Coding of slope coefficients in condi... PreviousNext
Mplus Discussion > Growth Modeling of Longitudinal Data >
 Tor Neilands posted on Monday, December 15, 2014 - 8:54 pm
I've fitted the following conditional LCGM to 4 time points:

int slope | baseline@1 twenty_h@0 thirty_h@0 forty_ho@0 ;
baseline twenty_h thirty_h forty_ho (1) ;
int slope ON ncogen1 ;
ncogen2 ON int slope ncogen1;

I understand that this coding allows for a decrease in the slope from baseline to the post-baseline measurements and then all post-BL measurements are the same.

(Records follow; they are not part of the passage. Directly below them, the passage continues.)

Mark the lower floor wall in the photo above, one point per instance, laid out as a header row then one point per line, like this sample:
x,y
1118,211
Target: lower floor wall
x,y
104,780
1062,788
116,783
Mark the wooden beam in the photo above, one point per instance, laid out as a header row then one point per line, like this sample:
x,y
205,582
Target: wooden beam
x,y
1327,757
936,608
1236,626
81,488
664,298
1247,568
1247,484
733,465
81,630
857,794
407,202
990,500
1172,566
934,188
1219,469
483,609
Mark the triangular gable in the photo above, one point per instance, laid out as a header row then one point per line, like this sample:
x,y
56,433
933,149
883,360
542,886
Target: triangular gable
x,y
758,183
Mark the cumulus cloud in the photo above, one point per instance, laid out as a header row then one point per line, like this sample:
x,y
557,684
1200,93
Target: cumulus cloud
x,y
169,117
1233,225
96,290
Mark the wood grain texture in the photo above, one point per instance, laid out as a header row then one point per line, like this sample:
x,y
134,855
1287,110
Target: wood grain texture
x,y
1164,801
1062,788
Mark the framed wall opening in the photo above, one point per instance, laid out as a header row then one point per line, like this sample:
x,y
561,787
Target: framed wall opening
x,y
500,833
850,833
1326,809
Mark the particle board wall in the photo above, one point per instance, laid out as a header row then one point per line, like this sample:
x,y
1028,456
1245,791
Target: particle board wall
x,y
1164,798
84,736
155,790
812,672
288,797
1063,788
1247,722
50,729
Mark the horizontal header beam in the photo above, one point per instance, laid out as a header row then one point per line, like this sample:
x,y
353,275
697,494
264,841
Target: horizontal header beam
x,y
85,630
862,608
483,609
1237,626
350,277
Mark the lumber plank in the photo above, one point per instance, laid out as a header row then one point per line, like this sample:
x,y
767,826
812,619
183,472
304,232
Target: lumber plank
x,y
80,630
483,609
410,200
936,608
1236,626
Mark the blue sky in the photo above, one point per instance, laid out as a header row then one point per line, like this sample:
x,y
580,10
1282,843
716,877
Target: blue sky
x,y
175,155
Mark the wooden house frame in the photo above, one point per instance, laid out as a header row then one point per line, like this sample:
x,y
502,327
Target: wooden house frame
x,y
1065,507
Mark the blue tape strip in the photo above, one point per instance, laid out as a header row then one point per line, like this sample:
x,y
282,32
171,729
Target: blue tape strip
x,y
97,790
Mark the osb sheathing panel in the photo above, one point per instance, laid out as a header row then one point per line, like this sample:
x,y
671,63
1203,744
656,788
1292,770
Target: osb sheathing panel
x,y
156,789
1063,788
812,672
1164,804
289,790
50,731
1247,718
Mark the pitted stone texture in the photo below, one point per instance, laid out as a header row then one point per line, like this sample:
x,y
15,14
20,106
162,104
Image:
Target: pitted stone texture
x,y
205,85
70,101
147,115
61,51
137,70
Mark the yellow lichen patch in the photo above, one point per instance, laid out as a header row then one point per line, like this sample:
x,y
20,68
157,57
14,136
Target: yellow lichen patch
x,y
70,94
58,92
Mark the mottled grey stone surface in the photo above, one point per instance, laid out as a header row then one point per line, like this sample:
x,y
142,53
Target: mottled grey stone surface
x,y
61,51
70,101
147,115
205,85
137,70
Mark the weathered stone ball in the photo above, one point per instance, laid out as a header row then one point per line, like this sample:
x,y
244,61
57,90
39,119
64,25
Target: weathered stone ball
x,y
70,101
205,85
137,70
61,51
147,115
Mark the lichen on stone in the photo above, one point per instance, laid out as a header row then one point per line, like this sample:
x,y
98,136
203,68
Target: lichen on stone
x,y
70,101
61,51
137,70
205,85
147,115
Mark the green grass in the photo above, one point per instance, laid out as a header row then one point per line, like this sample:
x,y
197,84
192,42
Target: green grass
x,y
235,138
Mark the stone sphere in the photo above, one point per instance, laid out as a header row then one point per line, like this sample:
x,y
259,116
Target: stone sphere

As I understand it, the random intercept term in this model refers to the (conditional) post-BL status. We are also interested in the (conditional) BL status, which I tried to obtain by recoding the slope coefficients to:

int slope | baseline@0 twenty_h@-1 thirty_h@-1 forty_ho@-1 ;

I was expecting that the the model chi-square and slope results would be the same across the models (which they are for unconditional versions of the two models), but they aren't. Can anyone tell me why the results are different across these two models and what I would need to do to obtain estimates of the regression of initial status on the ncogen1 covariate and the regression of the ncogen2 distal outcome onto initial status from the first model? Thanks!
 Tihomir Asparouhov posted on Tuesday, December 16, 2014 - 3:50 pm
Your expectations are correct but you need to add "int with slope;" in both models.
 Tor Neilands posted on Tuesday, December 16, 2014 - 11:03 pm
Thanks! The log-likelihoods, chi-square, mean slope, etc. are now the same for the two models as expected. I have one remaining confusion: Why are the regressions of the distal outcome identical for the intercept-as-predictor, but different for the slope-as-predictor?

INT -0.019 0.010
SLOPE 0.001 0.007

INT -0.019 0.010
SLOPE 0.020 0.012

I would have thought that with the intercept latent variable representing different status points, the regressions of NCOGEN2 on INT would differ, but the regressions of NCOGEN2 on SLOPE would be the same since the slope is the same in the two models.
 Tihomir Asparouhov posted on Thursday, December 18, 2014 - 10:12 am
It is a direct reparameterization.

In the first model

INT (a)
SLOPE (b);

In the second model

INT1 (a1)
SLOPE1 (b1);



The fact that the slope stays the same doesn't mean that the coefficient for it stays the same. Since it is a multiple regression the coefficient depends on the covariances with the other predictors and that changes.
 Tor Neilands posted on Thursday, January 08, 2015 - 8:28 pm
Please excuse my tardiness in thanking you for this extremely clear and helpful response. It is very much appreciated!